Supporters of Donald Trump staged a rally in West Hollywood this evening that was as much a protest against Mayor Lindsey Horvath’s declaration that Trump isn’t welcome in WeHo as it was a show of support for the contender for the GOP presidential nomination.
About 30 people carrying signs proclaiming “Trump, Make America Great Again” and “Fighting for Freedom of Speech” gathered on the southeast corner of Santa Monica Boulevard at San Vicente just after 6 p.m. Jake Lee, a West Hollywood resident, said Horvath’s statement, mailed to Trump and then published in the Advocate magazine on March 28, inspired him to organize the rally.

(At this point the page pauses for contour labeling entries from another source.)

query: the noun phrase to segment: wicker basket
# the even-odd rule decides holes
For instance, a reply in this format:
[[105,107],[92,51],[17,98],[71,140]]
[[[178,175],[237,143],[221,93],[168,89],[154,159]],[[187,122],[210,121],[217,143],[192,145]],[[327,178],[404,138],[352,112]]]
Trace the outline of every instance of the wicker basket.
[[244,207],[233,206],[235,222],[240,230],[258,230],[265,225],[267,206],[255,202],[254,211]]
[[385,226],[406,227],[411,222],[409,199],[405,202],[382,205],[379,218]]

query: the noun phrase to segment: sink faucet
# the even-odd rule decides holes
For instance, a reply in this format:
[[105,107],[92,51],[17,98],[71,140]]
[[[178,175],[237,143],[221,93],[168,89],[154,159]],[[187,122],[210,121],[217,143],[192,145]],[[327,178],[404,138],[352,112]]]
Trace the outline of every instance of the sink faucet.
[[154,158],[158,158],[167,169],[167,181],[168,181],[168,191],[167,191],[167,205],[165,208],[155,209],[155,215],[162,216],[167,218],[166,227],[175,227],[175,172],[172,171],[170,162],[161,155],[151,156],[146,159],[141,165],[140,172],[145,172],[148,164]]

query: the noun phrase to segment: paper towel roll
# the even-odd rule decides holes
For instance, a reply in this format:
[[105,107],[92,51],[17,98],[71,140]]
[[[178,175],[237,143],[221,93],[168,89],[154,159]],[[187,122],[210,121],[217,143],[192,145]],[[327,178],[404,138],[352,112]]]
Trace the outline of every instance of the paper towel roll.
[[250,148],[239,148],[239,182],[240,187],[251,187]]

“Lindsey Horvath took it upon herself to ban Trump and that really pissed me off as an American citizen,” Lee said. “I was born and raised in West Hollywood. I still live in West Hollywood. Throughout my life I’ve seen my gay friends struggle to be who they are as conservative and Republican without being blackballed. People should be able to be who they are without fear in this city.”

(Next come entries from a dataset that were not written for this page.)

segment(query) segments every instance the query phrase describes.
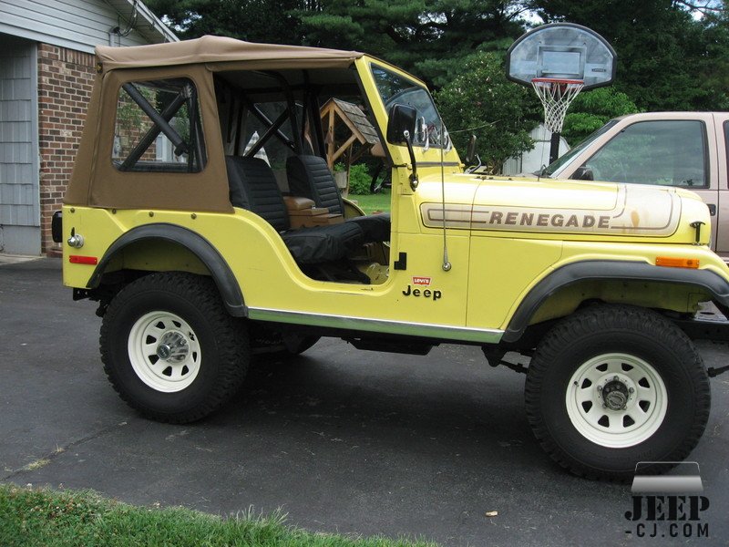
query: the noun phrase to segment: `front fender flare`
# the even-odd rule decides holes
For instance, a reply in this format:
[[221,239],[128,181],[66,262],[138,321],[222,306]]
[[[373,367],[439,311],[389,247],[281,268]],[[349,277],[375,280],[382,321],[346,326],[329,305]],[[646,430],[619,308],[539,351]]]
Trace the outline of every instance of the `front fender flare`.
[[729,305],[729,283],[711,270],[665,268],[638,262],[585,261],[561,266],[538,283],[519,304],[502,340],[519,340],[529,325],[529,319],[547,298],[560,289],[585,280],[631,280],[693,285],[710,293],[717,304]]
[[166,222],[139,226],[119,236],[101,257],[98,265],[87,283],[87,287],[93,289],[99,285],[109,262],[118,253],[132,243],[145,240],[167,241],[188,249],[210,270],[228,313],[236,317],[248,315],[248,308],[243,301],[241,286],[228,263],[215,247],[199,233]]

“I’m tired of being called a bigot and anti-immigrant,” Lee said. “My mother is a Mexican immigrant, but she’s legal. Mr. Trump supports legal immigrants.”
Lee said the reaction from drivers streaming along Santa Monica during rush hour was largely positive. “A lot more thumbs up in support than opposed,” he said.
However Ernie White, spokesman for Californians for Trump, who attended the rally, said he was surprised at the racist and homophobic comments from passersby.
“We were called bad fagg-ts and nig-ers,” said White, who is African-American. His statement was verified by a young gay man standing next to him. “At all the rallies I’ve been at, I’ve never heard anyone use those words, just in West Hollywood.”
In her statement, Horvath decried what she described as “hate speech and implicit calls to violence coming from your campaign.” She said that has “no place in any community in our country…
“With the primary making its way to California, as West Hollywood’s mayor, I want to make very clear that your campaign of violence and intimidation is not welcome in our city.”
Horvath’s statement has attracted national attention, with stories in The New York Times and the Washington Post and interviews with her by MSNBC and CNN. It also has drawn criticism from those who say it is an unconstitutional effort by a government official to limit freedom of speech.